Malaysian Woman Freed From Headaches By 3D Printed Facial Implant


Medical applications are one of the most active arenas for innovation in 3D printing advancement, and doctors and technical specialists have now corrected the damage caused by serious facial injuries with3D printed facial implants.

At the Universiti Kebangsaan Malaysia, Oral and Maxillofacial Surgical expert Dr Mohd Nazimi Abd Jabar has recently used a 3D printed facial implant to correct the damage caused to a female patient involved in a car accident. As part of his collaboration with Materialise Malaysia, Nazimi used the method, what the team says is the first in Malaysia, to implant a 3D printed structure to repair the woman’s facial fractures. The process used 3D planning software – and a custom-made 3D printed titanium device – to reconstruct the skull around the patient’s left eye. It not only resulted in cosmetic improvements, but helped alleviate pain she experienced and the occurrence of excruciating headaches.

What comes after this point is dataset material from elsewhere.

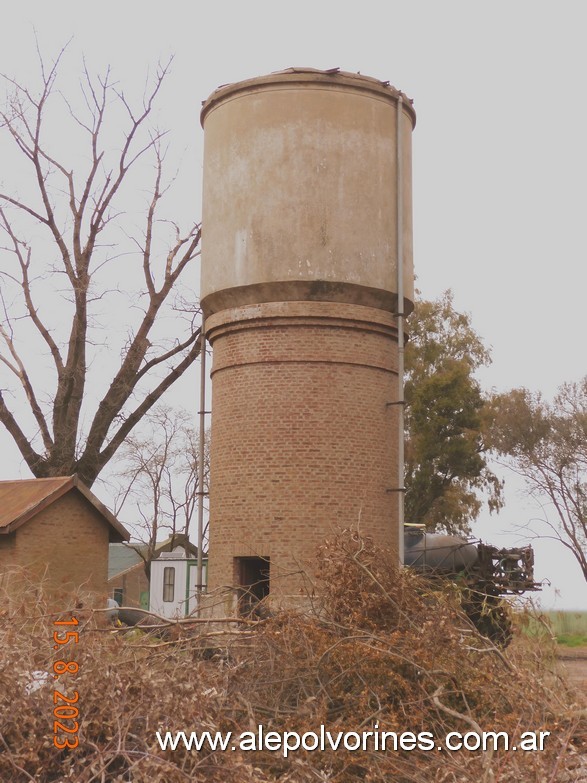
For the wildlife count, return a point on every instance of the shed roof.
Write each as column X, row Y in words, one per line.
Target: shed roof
column 22, row 499
column 125, row 557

“On a simple X-Ray, you only get a limited amount of information, which is not sufficient to have an accurate analysis of the patient’s pathology and visualize the extent of tumorous growth or damage to a patient’s bone,” Nazimi says. “With 3D, you can get a better understanding of a patient’s unique anatomy and the relationship between bone, soft tissue, and other internal structures.”

Working in cooperation with the engineers, the doctor and his team virtually visualized the patient’s facial structure in 3D using the patient’s MRI and CT data. The surgery was planned and the implant was designed and manufactured to fit the exact dimensions of the patient’s face.

The method meant a 3D printed implant was accurate enough to provide both excellent support around the patient’s eye socket, but it also resulted in an implant which mimics the properties of real bone. Nazimi says that unlike traditional facial implants, 3D printed facial implants are more porous and lighter weight, but they also result in structures of optimal strength and comfort for a patient.

“It can facilitate natural bone growth. It is designed to deal with temperature changes and is impact resistant,” Nazimi says. “Since the device was designed specifically for the patient, it was easy for me to implant, saving time in the operating theater in addition to achieve better results. As a surgeon, knowing the exact dimensions for an incision and exact locations of damage increases the quality of surgical outcomes. This 3D planning and printing technology provides just that by helping surgeons like me visualize and predict outcomes.”